Why I hate direct admits…and what to do about it.
Monday, March 15th, 2010As a hospitalist, I hate direct admits, especially from doctors I don’t know well. The direct admits always seem to get called to me at 4:45, just as the busy clinic doc is wrapping up, and I’m throttling up for the admitting race. The clinic doc will call us with the patient info and ask us to go on faith that the patient is stable. Cases that make me queasy and reject the patient as a direct admit:
- chest pain–I don’t care if the EKG is normal. Don’t ask me to direct admit a patient to tele, with the potential that they are having an acute coronary syndrome. If the doc is concerned enough to admit someone with chest pain, they deserve a timely eval, something that may have to wait for several hours until I get to them.
- the physician hasn’t seen the patient, and is calling in based on a lab, or a report from a visiting nurse. (I see this a lot with anemia–the patient will have a low hematocrit, and the PCP will assure me the patient is “stable.” How can you know the patient is stable if you are not looking at them?)
- marginal vital signs. Again with the assurance that the patient looks fine, “they not septic!” Ha, I say. My criteria is that a patient must be stable enough to wait two hours in a hospital bed before someone sees them to be a direct admit. I will ask the PCP if the patient meets this criteria.

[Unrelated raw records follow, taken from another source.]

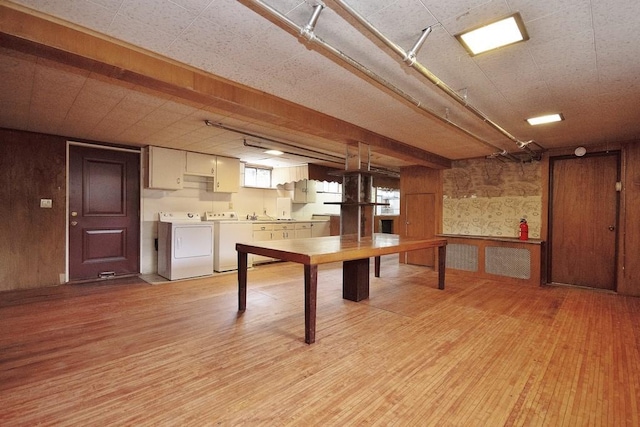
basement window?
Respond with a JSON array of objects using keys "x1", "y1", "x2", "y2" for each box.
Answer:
[{"x1": 244, "y1": 165, "x2": 271, "y2": 188}]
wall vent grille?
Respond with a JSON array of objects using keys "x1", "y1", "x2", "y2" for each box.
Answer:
[
  {"x1": 484, "y1": 246, "x2": 531, "y2": 279},
  {"x1": 445, "y1": 243, "x2": 478, "y2": 271}
]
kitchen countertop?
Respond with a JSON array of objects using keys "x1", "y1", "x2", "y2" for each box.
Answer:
[{"x1": 210, "y1": 219, "x2": 329, "y2": 224}]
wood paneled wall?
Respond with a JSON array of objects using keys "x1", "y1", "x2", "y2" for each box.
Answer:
[
  {"x1": 394, "y1": 166, "x2": 442, "y2": 265},
  {"x1": 618, "y1": 141, "x2": 640, "y2": 296},
  {"x1": 0, "y1": 129, "x2": 66, "y2": 291}
]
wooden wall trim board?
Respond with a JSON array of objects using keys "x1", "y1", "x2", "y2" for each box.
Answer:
[
  {"x1": 0, "y1": 256, "x2": 640, "y2": 426},
  {"x1": 0, "y1": 5, "x2": 451, "y2": 169},
  {"x1": 394, "y1": 166, "x2": 443, "y2": 266},
  {"x1": 442, "y1": 235, "x2": 547, "y2": 286}
]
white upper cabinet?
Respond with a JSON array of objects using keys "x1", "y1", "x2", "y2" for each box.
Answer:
[
  {"x1": 185, "y1": 151, "x2": 216, "y2": 177},
  {"x1": 293, "y1": 179, "x2": 316, "y2": 203},
  {"x1": 147, "y1": 146, "x2": 185, "y2": 190},
  {"x1": 212, "y1": 156, "x2": 240, "y2": 193}
]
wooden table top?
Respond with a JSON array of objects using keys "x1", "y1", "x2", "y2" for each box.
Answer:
[{"x1": 236, "y1": 233, "x2": 447, "y2": 265}]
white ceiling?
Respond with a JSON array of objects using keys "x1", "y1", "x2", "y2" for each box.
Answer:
[{"x1": 0, "y1": 0, "x2": 640, "y2": 168}]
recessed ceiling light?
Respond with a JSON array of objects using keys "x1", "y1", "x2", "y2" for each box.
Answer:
[
  {"x1": 265, "y1": 150, "x2": 284, "y2": 156},
  {"x1": 455, "y1": 13, "x2": 529, "y2": 56},
  {"x1": 527, "y1": 113, "x2": 564, "y2": 126}
]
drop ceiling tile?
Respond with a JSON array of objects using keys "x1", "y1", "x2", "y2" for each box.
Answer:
[
  {"x1": 591, "y1": 0, "x2": 640, "y2": 27},
  {"x1": 169, "y1": 0, "x2": 213, "y2": 13},
  {"x1": 507, "y1": 0, "x2": 591, "y2": 21},
  {"x1": 198, "y1": 0, "x2": 273, "y2": 37},
  {"x1": 434, "y1": 1, "x2": 511, "y2": 35},
  {"x1": 422, "y1": 0, "x2": 502, "y2": 25},
  {"x1": 369, "y1": 0, "x2": 438, "y2": 45},
  {"x1": 525, "y1": 3, "x2": 593, "y2": 46},
  {"x1": 107, "y1": 14, "x2": 176, "y2": 54},
  {"x1": 529, "y1": 30, "x2": 596, "y2": 79},
  {"x1": 116, "y1": 0, "x2": 197, "y2": 37}
]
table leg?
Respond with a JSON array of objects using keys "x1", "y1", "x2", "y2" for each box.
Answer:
[
  {"x1": 342, "y1": 258, "x2": 369, "y2": 302},
  {"x1": 304, "y1": 264, "x2": 318, "y2": 344},
  {"x1": 238, "y1": 251, "x2": 247, "y2": 311},
  {"x1": 438, "y1": 245, "x2": 447, "y2": 289}
]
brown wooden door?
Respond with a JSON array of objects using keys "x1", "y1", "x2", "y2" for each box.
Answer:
[
  {"x1": 405, "y1": 193, "x2": 435, "y2": 267},
  {"x1": 549, "y1": 153, "x2": 619, "y2": 290},
  {"x1": 68, "y1": 145, "x2": 140, "y2": 280}
]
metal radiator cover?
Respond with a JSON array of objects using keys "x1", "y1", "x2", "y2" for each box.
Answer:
[
  {"x1": 445, "y1": 243, "x2": 478, "y2": 271},
  {"x1": 484, "y1": 246, "x2": 531, "y2": 279}
]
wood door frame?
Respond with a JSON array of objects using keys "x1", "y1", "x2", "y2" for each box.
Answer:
[
  {"x1": 543, "y1": 150, "x2": 622, "y2": 292},
  {"x1": 66, "y1": 140, "x2": 143, "y2": 283}
]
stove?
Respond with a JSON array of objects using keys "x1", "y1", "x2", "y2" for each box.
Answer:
[{"x1": 204, "y1": 211, "x2": 238, "y2": 221}]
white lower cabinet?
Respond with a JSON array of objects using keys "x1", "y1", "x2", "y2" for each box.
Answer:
[
  {"x1": 273, "y1": 222, "x2": 296, "y2": 240},
  {"x1": 253, "y1": 221, "x2": 329, "y2": 264},
  {"x1": 253, "y1": 222, "x2": 273, "y2": 264},
  {"x1": 311, "y1": 220, "x2": 331, "y2": 237}
]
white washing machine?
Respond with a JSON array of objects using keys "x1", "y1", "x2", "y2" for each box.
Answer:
[{"x1": 158, "y1": 212, "x2": 213, "y2": 280}]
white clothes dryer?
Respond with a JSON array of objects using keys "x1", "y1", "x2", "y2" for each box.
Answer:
[{"x1": 158, "y1": 212, "x2": 213, "y2": 280}]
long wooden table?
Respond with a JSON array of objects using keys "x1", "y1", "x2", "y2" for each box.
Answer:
[{"x1": 236, "y1": 233, "x2": 447, "y2": 344}]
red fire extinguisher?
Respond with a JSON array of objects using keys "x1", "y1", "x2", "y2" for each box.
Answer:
[{"x1": 520, "y1": 218, "x2": 529, "y2": 240}]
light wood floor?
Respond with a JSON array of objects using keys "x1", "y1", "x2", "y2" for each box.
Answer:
[{"x1": 0, "y1": 256, "x2": 640, "y2": 426}]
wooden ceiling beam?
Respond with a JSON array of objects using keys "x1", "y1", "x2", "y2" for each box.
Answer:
[{"x1": 0, "y1": 5, "x2": 451, "y2": 169}]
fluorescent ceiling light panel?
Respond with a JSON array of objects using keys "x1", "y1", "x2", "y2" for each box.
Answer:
[
  {"x1": 456, "y1": 13, "x2": 529, "y2": 56},
  {"x1": 265, "y1": 150, "x2": 284, "y2": 156},
  {"x1": 527, "y1": 114, "x2": 564, "y2": 126}
]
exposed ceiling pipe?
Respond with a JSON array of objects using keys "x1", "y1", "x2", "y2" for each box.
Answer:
[
  {"x1": 333, "y1": 0, "x2": 536, "y2": 159},
  {"x1": 246, "y1": 0, "x2": 519, "y2": 161}
]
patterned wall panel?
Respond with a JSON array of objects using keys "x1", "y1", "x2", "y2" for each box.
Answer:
[{"x1": 442, "y1": 159, "x2": 542, "y2": 239}]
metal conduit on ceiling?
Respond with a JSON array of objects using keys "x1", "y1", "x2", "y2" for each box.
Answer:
[
  {"x1": 331, "y1": 0, "x2": 542, "y2": 159},
  {"x1": 242, "y1": 0, "x2": 526, "y2": 161}
]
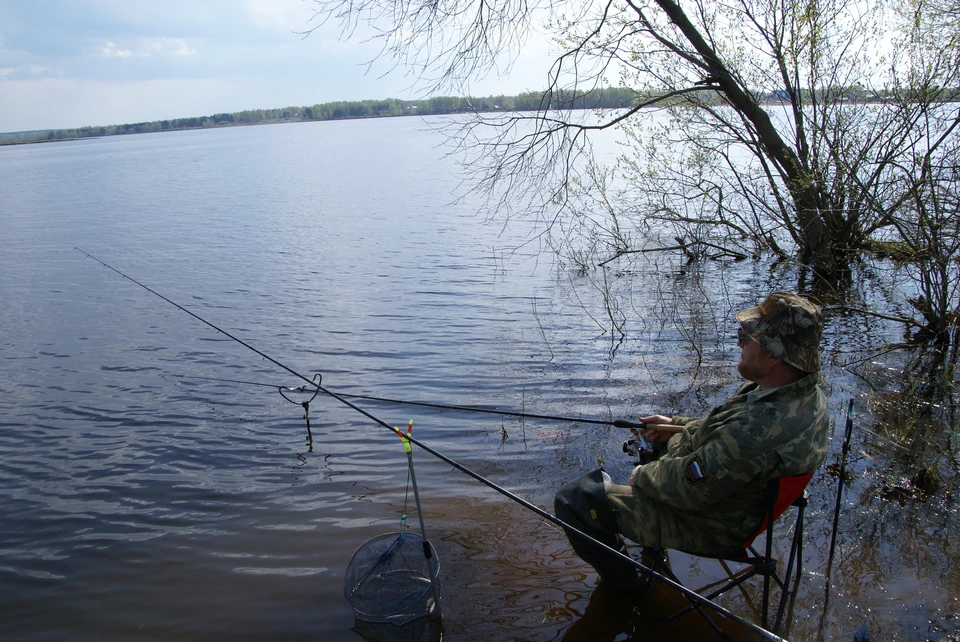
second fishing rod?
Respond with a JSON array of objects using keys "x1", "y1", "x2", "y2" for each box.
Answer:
[{"x1": 75, "y1": 247, "x2": 781, "y2": 640}]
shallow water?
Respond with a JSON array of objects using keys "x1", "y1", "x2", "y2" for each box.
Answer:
[{"x1": 0, "y1": 118, "x2": 960, "y2": 641}]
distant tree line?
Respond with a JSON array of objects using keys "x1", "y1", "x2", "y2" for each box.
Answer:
[
  {"x1": 0, "y1": 88, "x2": 904, "y2": 145},
  {"x1": 0, "y1": 89, "x2": 656, "y2": 145}
]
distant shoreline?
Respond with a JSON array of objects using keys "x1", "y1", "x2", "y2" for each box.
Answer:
[
  {"x1": 0, "y1": 89, "x2": 647, "y2": 145},
  {"x1": 0, "y1": 88, "x2": 928, "y2": 147}
]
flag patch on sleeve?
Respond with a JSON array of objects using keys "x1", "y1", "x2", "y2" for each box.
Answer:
[{"x1": 684, "y1": 457, "x2": 707, "y2": 484}]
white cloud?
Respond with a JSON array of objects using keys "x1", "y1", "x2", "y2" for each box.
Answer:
[{"x1": 100, "y1": 41, "x2": 142, "y2": 58}]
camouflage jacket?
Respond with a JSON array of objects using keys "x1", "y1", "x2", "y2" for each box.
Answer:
[{"x1": 630, "y1": 373, "x2": 830, "y2": 555}]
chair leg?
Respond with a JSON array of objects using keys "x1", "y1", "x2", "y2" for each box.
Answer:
[{"x1": 764, "y1": 505, "x2": 804, "y2": 633}]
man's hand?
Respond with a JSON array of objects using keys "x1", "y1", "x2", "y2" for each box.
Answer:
[{"x1": 640, "y1": 415, "x2": 674, "y2": 444}]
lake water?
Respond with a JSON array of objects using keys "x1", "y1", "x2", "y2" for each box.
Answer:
[{"x1": 0, "y1": 118, "x2": 960, "y2": 641}]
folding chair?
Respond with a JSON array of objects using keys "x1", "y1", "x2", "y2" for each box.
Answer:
[{"x1": 651, "y1": 473, "x2": 813, "y2": 633}]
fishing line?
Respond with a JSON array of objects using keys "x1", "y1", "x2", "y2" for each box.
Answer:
[
  {"x1": 74, "y1": 247, "x2": 783, "y2": 642},
  {"x1": 169, "y1": 374, "x2": 662, "y2": 429}
]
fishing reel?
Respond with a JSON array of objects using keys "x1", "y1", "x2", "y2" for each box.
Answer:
[{"x1": 621, "y1": 431, "x2": 653, "y2": 466}]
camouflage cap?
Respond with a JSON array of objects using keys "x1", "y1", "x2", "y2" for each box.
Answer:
[{"x1": 737, "y1": 292, "x2": 823, "y2": 372}]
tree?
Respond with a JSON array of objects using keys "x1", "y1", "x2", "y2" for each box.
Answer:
[{"x1": 315, "y1": 0, "x2": 958, "y2": 332}]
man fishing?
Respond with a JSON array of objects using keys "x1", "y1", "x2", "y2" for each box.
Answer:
[{"x1": 554, "y1": 292, "x2": 829, "y2": 589}]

- hypoxia–I hate admitting “stable” hypoxia. If they are that stable, why do they need to be admitted? I see this with chronic COPD patients on oxygen who are going up on their oxygen requirements. The PCP will assure me that they are not in extremitis from their COPD exacerbation or pneumonia, but it takes a lot to convince me. This type of patient can go down hill fast, and you can’t under rate breathing!
- TIA evaluation. Patients like this may need a rapid CT scan and neuro exam before I am certain it’s “just a TIA.”
So why do PCPs direct admit? For a good reason–it saves the patient a lot of money and hassle not to have to go through the ED. I’m all for cutting down costs, but only on verifiably stable patients. I know that a direct admit gets labs and study results a lot slower than a patient in the ED. Therefore, a direct admit patient may have treatment started much later than a patient that comes through the ED. This may be acceptable in very stable, slightly ill patient, but for many patients, the delay in diagnosis and treatment can lead to an extended stay and increased morbidity. So, no, when I question the PCP, I’m not a lazy bum, I’m actually on medically solid ground.
My suggestion: develop a rock solid criteria for direct admits. My proposed rules:
- No chest pain or hypoxia direct admits. Don’t care how stable the PCP says they are.
- No one with marginal vital signs–and I get to be the arbiter of this. If I think the patients is not stable enough, then they aren’t. It’s my name (and malpractice!) that is on the line, so, sorry, but I rule.
- PCPs must have the patient physically in the office. No one can get called in from home after a lab done yesterday, or last week, or last month.
- Cellulitis is okay.
- Social admits are okay. Why waste all that ED time and money? This is the one case I really think IS a direct admit.
- No mental status change evals as a direct admit. C’mon, would you do that to your mom?
Lastly, my friendly PCP, I’m right there with you trying to take good care of patients, in a timely and cost effective manner. My world is a little different than yours, and I hope you understand I’m not argumentative–I just see patients a little differently, and in a different time frame than you may.